Embora eu não possa dizer hoje que tenho larga experiência com pesquisa e ensino na área de direito, certamente posso dizer que tenho alguma experiência nesses campos. Em diversas oportunidades, pessoal ou virtualmente, orientei e colaborei como pude com colegas – alunos ou professores – que precisavam de ajuda na produção e execução de aulas, atividades em sala e projetos de pesquisa. Participei da organização de um congresso nacional sobre ensino jurídico (do qual espero falar no seu devido tempo) e tenho estudado esses assuntos há algum tempo. Estive envolvido com ensino, pesquisa e extensão desde a minha graduação em direito.

Considerando esses fatos e percebendo a utilidade de uma plataforma acessível de discussão de assuntos ligados ao ensino e à pesquisa em direito, resolvi criar este blog.
Como futuramente defenderei, o ensino e a pesquisa em direito no Brasil têm muitos problemas e deficiências. Por isso, minha esperança com este blog é também colaborar para que essa realidade mude um pouco para melhor.

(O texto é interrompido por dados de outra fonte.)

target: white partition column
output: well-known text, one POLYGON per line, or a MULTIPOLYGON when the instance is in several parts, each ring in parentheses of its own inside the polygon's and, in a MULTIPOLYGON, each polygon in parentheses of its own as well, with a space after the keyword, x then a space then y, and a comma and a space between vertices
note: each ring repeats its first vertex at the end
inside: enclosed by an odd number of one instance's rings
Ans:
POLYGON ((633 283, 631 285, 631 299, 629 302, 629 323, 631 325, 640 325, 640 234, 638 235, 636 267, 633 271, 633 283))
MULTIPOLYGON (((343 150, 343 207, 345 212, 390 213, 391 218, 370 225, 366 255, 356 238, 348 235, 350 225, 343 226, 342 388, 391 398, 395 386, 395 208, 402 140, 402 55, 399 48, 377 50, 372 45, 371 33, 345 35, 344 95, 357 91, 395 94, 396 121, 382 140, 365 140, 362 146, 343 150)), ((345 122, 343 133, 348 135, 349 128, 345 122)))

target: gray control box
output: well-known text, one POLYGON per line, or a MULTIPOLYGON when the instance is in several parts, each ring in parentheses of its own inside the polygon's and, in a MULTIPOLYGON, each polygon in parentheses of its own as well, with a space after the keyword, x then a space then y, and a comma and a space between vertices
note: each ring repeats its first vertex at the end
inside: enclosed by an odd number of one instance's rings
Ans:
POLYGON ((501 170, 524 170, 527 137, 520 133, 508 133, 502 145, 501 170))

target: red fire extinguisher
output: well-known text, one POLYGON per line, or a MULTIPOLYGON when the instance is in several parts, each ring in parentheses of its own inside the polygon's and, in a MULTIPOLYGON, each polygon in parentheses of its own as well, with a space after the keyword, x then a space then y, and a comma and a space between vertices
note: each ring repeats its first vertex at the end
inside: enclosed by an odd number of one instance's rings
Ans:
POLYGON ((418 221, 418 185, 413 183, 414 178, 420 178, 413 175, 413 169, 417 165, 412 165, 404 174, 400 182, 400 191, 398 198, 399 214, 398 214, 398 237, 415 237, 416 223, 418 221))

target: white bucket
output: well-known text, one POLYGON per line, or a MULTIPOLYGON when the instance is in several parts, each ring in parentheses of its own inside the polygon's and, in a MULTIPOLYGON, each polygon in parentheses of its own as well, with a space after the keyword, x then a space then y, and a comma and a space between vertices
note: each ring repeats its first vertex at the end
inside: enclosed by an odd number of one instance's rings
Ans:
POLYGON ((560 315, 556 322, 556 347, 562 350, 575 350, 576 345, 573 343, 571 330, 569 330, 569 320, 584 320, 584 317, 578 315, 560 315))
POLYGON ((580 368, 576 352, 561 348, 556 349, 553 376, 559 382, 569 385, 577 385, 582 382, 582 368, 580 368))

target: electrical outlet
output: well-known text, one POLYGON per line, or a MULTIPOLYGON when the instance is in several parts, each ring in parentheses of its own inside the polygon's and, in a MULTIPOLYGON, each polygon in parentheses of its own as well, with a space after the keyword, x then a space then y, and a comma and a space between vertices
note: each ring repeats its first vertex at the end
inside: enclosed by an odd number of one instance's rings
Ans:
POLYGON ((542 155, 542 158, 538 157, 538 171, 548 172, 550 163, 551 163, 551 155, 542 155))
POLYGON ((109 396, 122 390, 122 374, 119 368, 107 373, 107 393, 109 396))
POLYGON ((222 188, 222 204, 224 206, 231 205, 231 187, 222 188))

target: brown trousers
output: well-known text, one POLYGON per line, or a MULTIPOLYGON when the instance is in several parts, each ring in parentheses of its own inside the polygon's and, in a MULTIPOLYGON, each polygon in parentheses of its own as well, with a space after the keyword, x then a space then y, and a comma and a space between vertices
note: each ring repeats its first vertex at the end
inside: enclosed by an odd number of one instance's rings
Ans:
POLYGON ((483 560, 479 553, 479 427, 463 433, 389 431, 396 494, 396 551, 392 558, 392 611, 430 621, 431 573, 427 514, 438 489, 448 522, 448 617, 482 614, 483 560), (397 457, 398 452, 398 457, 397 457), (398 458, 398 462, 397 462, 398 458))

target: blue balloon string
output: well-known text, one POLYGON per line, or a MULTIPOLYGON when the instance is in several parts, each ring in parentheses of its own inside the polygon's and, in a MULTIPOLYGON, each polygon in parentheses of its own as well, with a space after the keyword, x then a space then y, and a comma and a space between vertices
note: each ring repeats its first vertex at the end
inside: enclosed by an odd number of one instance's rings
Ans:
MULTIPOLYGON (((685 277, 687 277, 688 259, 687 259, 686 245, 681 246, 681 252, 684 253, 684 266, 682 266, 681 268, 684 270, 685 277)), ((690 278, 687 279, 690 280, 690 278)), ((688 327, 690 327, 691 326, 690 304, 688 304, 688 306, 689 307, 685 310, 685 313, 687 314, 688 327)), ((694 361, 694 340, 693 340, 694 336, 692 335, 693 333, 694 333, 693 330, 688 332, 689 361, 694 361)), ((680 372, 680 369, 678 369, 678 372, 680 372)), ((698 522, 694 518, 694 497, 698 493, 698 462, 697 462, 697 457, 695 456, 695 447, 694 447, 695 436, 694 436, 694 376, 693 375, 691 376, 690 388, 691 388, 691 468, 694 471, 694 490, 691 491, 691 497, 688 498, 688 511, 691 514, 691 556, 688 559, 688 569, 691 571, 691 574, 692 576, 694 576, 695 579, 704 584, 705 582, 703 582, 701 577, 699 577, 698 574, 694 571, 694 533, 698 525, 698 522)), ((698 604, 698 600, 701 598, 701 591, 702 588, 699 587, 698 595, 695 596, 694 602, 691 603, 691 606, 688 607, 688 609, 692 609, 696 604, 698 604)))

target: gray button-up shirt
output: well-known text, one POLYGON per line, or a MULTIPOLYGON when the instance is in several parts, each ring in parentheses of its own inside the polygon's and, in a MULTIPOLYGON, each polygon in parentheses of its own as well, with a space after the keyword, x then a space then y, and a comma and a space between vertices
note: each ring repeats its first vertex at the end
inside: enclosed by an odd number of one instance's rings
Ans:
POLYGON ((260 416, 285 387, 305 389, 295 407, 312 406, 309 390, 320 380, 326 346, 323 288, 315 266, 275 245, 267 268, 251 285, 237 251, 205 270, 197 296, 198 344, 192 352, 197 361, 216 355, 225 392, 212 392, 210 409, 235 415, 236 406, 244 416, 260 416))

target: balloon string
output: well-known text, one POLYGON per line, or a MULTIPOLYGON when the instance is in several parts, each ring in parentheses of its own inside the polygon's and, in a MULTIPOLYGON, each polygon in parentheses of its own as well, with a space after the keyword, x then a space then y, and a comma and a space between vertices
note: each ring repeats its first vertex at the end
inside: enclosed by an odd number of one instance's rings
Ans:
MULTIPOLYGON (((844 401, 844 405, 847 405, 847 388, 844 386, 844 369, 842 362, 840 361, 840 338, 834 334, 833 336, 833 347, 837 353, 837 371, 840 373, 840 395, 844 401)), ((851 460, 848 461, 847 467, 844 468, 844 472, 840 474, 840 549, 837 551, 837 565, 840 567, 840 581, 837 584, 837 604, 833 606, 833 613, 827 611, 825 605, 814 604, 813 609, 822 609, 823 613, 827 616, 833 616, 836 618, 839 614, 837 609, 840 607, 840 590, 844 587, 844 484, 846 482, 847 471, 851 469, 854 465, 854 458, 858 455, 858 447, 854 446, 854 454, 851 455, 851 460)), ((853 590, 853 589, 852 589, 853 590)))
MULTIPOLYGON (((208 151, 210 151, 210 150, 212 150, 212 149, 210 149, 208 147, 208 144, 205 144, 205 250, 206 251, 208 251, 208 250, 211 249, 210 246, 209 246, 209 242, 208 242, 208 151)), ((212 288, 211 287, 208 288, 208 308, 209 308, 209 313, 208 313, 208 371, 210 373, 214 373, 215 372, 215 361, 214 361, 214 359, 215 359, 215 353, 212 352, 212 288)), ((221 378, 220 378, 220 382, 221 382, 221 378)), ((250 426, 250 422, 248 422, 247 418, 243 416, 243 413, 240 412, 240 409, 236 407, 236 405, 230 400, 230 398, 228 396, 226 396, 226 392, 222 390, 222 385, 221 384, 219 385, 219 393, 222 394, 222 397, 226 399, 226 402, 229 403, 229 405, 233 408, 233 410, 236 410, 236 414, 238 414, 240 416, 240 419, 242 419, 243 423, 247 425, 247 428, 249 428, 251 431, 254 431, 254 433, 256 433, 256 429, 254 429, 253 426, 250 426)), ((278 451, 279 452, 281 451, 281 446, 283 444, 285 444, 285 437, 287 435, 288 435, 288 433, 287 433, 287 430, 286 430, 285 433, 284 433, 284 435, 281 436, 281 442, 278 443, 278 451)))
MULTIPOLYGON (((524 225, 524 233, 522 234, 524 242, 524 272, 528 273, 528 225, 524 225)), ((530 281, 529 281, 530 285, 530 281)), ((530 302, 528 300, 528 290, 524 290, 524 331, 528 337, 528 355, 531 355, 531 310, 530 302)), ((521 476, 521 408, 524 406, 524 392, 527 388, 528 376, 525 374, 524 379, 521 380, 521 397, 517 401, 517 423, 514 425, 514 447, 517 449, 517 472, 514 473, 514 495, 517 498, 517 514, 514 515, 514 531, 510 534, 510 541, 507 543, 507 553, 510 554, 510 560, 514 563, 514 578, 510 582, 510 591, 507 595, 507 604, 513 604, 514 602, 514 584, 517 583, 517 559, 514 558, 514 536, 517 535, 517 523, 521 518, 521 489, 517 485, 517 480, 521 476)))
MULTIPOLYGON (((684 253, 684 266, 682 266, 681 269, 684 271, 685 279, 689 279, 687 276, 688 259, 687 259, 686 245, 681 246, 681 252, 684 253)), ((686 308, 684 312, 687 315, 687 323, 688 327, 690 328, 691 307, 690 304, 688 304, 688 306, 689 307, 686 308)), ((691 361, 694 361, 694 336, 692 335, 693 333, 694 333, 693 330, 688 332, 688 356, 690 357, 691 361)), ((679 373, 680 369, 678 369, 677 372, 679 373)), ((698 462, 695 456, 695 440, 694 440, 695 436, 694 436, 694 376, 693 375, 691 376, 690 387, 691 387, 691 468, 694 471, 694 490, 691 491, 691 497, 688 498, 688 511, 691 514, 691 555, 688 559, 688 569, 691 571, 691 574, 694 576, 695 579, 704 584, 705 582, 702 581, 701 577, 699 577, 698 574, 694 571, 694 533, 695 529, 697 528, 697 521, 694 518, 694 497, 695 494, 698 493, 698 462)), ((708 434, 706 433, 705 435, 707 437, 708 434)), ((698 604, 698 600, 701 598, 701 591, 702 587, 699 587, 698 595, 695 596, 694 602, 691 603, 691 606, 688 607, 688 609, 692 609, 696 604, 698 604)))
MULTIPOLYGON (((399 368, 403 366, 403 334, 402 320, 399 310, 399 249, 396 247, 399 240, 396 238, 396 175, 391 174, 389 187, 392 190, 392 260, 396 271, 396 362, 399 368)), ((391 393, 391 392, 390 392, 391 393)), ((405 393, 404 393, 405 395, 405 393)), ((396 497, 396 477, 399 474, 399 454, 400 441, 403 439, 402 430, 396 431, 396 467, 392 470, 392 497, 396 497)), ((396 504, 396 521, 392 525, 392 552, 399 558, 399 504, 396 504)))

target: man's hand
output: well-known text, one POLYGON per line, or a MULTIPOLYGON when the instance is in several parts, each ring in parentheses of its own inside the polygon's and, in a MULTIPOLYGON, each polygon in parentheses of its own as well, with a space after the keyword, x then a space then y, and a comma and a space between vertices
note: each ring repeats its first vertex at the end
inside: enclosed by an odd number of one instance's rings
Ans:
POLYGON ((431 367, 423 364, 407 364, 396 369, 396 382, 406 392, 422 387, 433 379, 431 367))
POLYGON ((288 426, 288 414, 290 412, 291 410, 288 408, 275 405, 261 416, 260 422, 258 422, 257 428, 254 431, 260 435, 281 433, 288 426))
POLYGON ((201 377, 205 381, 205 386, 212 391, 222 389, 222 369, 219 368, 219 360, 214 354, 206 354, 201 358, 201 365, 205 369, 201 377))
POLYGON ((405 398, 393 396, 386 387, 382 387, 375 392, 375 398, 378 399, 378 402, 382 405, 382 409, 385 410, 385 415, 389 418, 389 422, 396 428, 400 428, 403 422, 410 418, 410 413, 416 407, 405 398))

Neste blog estarão em discussão questões como:

1. Salas de aula em direito devem ser sempre usadas para o professor “dar a matéria”?

2. As aulas devem se limitar à exposição do assunto e a resolução de dúvidas?

3. Quais métodos e estratégias pedagógicas podem ser empregados pelos professores de direito? 
Quais experiências pedagógicas já existem em algum lugar, se é que existem?

4. Até onde vai a temática jurídica e onde ela termina? Os professores e as faculdades devem focar-se e limitar-se ao assunto estritamente jurídico? E como defini-lo?

5. O que são métodos participativos de ensino? Quais as vantagens que podem ter? E as desvantagens? Onde são usados? E por quê?

6. Como organizar uma disciplina?

7. Como realizar pesquisa em direito? Afinal, existe pesquisa em direito?

8. Usar estatística, explicações sociológicas e econômicas para fazer pesquisa em direito é mesmo fazer pesquisa em direito, ou é fazer estatística, sociologia e economia?

9. Quais as tendências internacionais em pesquisa na área de direito?

10. Como ser um bom pesquisador em direito? O que é um “bom pesquisador”?

11. Como produzir artigos científicos? Onde publicá-los? E como?

12. Como fazer um projeto de pesquisa para iniciação científica? E para um programa de pós-graduação em direito?

13. Como passar numa seleção de pós-graduação em direito?

Entre muitas outras questões.
Espero fazer publicações periódicas e também disponibilizar materiais úteis.
Ademais, tentarei sempre melhorar a aparência e as funcionalidades do blog, de modo que a atual versão é provisória.